The pathophysiology of gastric hyperacidity, commonly associated with conditions like gastroesophageal reflux disease (GERD) and peptic ulcer disease (PUD), involves a complex interplay of factors leading to the excessive production of gastric acid or compromised mucosal defense mechanisms. The excessive production of gastric acid is often stimulated by increased levels of gastrin (a hormone that promotes acid secretion, histamine which binds to H2 receptors on parietal cells to stimulate acid secretion, and acetylcholine which acts through muscarinic receptors to increase acid secretion. Parietal cells in the stomach lining may become hyperactive due to these stimulatory signals or due to increased responsiveness to these signals, leading to excessive HCl secretion.
The stomach is lined with a mucosal barrier that protects it from the acidic environment. Factors like NSAIDs or non-steroidal anti-inflammatory drugs, alcohol consumption, and Helicobacter pylori infection can damage this barrier, making the stomach lining more susceptible to acid. Bicarbonate serves as a neutralizing agent against gastric acid. A decrease in bicarbonate production can reduce the protective mechanisms against acid, contributing to mucosal damage.

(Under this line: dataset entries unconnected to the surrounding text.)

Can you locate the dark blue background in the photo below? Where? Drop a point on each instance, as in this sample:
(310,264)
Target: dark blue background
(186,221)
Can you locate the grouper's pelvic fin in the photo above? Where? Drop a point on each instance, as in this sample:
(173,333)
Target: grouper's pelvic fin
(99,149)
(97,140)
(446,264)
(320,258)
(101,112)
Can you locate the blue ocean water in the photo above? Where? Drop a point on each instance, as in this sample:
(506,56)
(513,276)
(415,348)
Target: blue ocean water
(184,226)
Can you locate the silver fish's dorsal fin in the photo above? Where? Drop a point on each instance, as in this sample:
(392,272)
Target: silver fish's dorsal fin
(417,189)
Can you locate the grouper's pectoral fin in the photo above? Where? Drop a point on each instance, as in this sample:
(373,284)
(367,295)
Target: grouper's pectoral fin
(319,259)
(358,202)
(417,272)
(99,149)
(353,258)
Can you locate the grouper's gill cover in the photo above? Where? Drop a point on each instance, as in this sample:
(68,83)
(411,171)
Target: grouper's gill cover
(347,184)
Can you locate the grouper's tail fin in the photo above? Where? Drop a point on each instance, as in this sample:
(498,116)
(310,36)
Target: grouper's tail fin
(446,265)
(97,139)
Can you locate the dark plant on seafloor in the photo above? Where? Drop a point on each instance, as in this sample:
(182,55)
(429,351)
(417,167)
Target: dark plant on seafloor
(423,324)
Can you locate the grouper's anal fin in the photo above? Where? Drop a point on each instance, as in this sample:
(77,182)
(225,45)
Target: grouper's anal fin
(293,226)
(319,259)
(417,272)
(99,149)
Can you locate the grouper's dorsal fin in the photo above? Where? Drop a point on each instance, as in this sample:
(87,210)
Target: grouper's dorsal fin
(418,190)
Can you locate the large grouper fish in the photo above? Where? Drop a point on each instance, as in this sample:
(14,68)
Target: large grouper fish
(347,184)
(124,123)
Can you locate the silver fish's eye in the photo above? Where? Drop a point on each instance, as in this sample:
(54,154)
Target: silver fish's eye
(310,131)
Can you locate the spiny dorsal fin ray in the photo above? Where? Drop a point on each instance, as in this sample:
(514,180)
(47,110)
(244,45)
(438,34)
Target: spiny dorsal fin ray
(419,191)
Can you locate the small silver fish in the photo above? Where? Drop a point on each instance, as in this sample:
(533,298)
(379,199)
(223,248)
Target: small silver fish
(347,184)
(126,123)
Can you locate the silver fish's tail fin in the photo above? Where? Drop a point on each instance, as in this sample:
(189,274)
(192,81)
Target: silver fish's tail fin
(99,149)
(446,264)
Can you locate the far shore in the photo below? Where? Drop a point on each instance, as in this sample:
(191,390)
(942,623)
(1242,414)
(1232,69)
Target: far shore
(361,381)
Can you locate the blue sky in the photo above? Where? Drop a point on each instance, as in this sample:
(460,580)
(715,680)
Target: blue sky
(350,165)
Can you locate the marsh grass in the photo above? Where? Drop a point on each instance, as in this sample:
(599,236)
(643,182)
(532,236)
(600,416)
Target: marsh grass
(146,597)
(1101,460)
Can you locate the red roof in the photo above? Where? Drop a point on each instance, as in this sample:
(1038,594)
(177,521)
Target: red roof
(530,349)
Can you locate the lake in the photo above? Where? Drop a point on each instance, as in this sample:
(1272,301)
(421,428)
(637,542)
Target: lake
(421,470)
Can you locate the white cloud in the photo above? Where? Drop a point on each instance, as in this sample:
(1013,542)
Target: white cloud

H. pylori can colonize the stomach lining, causing chronic gastritis and increasing the risk of ulcer formation. The bacteria can neutralize the local acidic environment for survival, leading to increased gastrin production and, consequently, increased acid secretion.
In the context of GERD, dysfunction of the lower oesophageal sphincture or LES, which prevents backflow of stomach contents into the esophagus, plays a significant role. Transient relaxations or a weakening of the LES allow acid to reflux into the esophagus, causing symptoms of heartburn and increasing the risk of esophagitis. Consumption of certain foods like spicy or fatty foods, caffeine, and alcohol, smoking, and obesity can exacerbate symptoms of hyperacidity by increasing acid production or decreasing LES tone.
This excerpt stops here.